OpenSSL 1.1.1 will reach end of life (EoL) in less than six months and users have been instructed to either upgrade to a newer version or pay for extended support to continue receiving security patches.
The OpenSSL Project has reminded users of the open source cryptography and secure communication toolkit that OpenSSL 1.1.1 will reach EoL on September 11, 2023, exactly five years after its release.
After this date, OpenSSL 1.1.1 users will no longer receive security updates, unless they pay for a premium support plan, which provides extended support beyond the EoL date.
Premium level support is designed for large enterprises and it costs $50,000 per year.

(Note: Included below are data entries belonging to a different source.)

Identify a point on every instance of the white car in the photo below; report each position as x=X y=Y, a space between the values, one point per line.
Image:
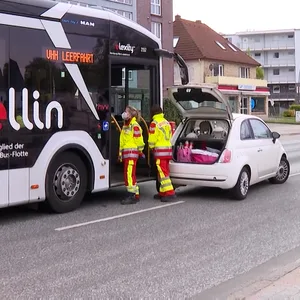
x=226 y=150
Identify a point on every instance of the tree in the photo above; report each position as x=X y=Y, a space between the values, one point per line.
x=171 y=112
x=259 y=73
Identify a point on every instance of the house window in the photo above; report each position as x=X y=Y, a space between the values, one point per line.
x=232 y=47
x=218 y=70
x=220 y=45
x=244 y=72
x=123 y=13
x=156 y=7
x=129 y=74
x=276 y=89
x=129 y=2
x=156 y=29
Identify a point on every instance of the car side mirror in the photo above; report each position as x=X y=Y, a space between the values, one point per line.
x=275 y=136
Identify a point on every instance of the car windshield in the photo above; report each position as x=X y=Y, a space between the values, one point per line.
x=194 y=98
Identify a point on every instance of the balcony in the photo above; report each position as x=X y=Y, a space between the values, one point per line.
x=225 y=80
x=271 y=63
x=283 y=95
x=268 y=46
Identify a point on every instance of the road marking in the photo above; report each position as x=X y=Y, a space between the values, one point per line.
x=295 y=174
x=117 y=216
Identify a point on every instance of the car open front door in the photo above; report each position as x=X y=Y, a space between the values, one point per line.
x=269 y=153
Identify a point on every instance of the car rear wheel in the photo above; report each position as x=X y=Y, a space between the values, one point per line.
x=66 y=183
x=283 y=172
x=240 y=191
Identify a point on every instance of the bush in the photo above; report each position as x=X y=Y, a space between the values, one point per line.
x=289 y=113
x=171 y=112
x=295 y=107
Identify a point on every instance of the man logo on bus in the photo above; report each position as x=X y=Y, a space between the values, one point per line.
x=125 y=48
x=53 y=105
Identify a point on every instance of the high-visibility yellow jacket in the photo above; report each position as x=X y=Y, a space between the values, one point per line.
x=131 y=140
x=160 y=133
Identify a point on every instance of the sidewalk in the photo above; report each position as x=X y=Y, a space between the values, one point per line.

“There is no defined end date for this extended support and we intend to continue to provide it for as long as it remains commercially viable for us to do so (i.e. for the foreseeable future),” the OpenSSL Project explained in a blog post on Tuesday.
Users who want to continue receiving security updates without paying for a premium plan will have to upgrade to a newer version. The most recent, OpenSSL 3.1, will be supported until March 2025. OpenSSL 3.0, which is a long term support (LTS) release, will be supported until September 2026.
LTS releases are supported for five years — this is the case of OpenSSL 1.1.1 — and during the last year the project’s maintainers typically only backport security fixes to a release.
OpenSSL has evolved significantly in terms of security since the disclosure of the Heartbleed vulnerability back in 2014.
Since the beginning of 2022, two dozen vulnerabilities have been found in the project, including five high-severity issues that could lead to denial-of-service (DoS) attacks or arbitrary code execution. One of the high-severity flaws was patched in February 2023.